Went to a wedding Saturday. My niece married a handsome young man in a simple and elegant wedding down at the church. After the ceremony there was a real nice reception with lots of fun, food, fellowship and best wishes for a full future together. Amen.
When it was all over, the two of them had put on a real good show. Except for one thing.
In the past year, My First Wife and I have attended three really nice weddings. But each one sported a common black eye. Attention: Wedding Planners. Yoo-hoo!!
I believe I have come up with a money-making gig that will make a lot of captive audiences real happy. You know that time between the ceremony and the reception when the pesky photographer takes an hour and a half for photos? Yeah, yeah. That time.
That time when all the R.S.V.P. guests sit in front of mounds of mouth-watering food politely waiting for the wedding party. That time when they wait. When they wait. When they wait. And watch fussy food caterers touch up their presentation. And faint. And squirm at a creaky table among strangers. There’s just so much you can say about the pretty centerpiece, huh? And rassle with hungry, squirming little kids. And wait. And try to discreetly change Pampers in a crowd of 200 hungry people. And faint. And twist in bent folding chairs.

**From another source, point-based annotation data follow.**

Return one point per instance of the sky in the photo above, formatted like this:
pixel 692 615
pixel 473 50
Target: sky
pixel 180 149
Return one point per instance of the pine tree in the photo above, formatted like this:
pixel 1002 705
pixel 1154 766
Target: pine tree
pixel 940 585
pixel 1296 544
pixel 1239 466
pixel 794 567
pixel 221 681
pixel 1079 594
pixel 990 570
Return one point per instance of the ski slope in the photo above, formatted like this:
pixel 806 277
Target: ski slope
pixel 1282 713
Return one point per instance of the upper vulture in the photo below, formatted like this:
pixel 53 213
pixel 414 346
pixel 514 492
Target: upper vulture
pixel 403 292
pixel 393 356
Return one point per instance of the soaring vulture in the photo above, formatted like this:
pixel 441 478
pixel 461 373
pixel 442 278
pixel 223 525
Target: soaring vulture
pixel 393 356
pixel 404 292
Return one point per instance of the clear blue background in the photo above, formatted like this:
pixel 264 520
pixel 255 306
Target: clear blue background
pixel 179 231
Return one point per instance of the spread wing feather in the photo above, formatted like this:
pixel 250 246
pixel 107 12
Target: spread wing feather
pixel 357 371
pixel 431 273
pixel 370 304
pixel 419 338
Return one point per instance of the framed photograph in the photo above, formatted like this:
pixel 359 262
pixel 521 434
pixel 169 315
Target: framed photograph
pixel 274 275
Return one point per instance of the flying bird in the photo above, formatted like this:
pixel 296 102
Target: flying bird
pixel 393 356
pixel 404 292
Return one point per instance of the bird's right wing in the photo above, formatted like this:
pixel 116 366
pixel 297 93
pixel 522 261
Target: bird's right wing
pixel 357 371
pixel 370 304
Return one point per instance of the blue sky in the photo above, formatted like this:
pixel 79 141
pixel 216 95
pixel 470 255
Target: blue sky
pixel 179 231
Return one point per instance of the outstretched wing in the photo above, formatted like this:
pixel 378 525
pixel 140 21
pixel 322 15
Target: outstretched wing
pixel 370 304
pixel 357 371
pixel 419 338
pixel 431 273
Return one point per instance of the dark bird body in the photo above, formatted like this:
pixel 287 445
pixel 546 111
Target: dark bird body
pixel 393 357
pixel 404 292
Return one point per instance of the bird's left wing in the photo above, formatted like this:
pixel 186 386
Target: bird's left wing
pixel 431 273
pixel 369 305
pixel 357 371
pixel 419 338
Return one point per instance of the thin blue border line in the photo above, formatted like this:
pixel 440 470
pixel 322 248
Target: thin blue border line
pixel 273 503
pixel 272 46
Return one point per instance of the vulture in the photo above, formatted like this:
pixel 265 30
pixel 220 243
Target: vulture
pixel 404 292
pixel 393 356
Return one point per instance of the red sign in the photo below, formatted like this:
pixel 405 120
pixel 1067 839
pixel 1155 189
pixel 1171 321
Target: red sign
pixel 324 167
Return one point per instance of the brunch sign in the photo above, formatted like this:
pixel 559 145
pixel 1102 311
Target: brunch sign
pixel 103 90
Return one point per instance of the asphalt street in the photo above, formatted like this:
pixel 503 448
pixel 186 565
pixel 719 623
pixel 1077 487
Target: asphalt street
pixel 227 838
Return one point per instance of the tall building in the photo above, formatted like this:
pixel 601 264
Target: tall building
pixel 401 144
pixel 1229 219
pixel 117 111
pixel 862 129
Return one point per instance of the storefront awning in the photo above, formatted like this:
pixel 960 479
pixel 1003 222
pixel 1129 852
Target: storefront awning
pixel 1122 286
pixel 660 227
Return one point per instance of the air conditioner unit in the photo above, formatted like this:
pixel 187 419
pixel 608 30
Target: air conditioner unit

Well, hey! How ‘bout a stand-up comedian to while away the time? A magician! Or a grandkids pageant. How about a karaoke fest? Card tricks? Or three-legged races. I'd settle for a bagpipe concert—anything besides sitting in front of mounds of mouth-watering food for an hour and a half!!! Attention: Wedding Planners. Yoo-hoo!!
Even something so simple as a Reception Host at the door. “Hi. Welcome. (Smiling appropriately.) “The bride and groom won’t be here for another hour and a half, but they want you to find a table and then go right ahead and enjoy the buffet.” (Hand gestures would be appropriate here.)
I wish I had thought of this brilliant idea sooner. I'm starving.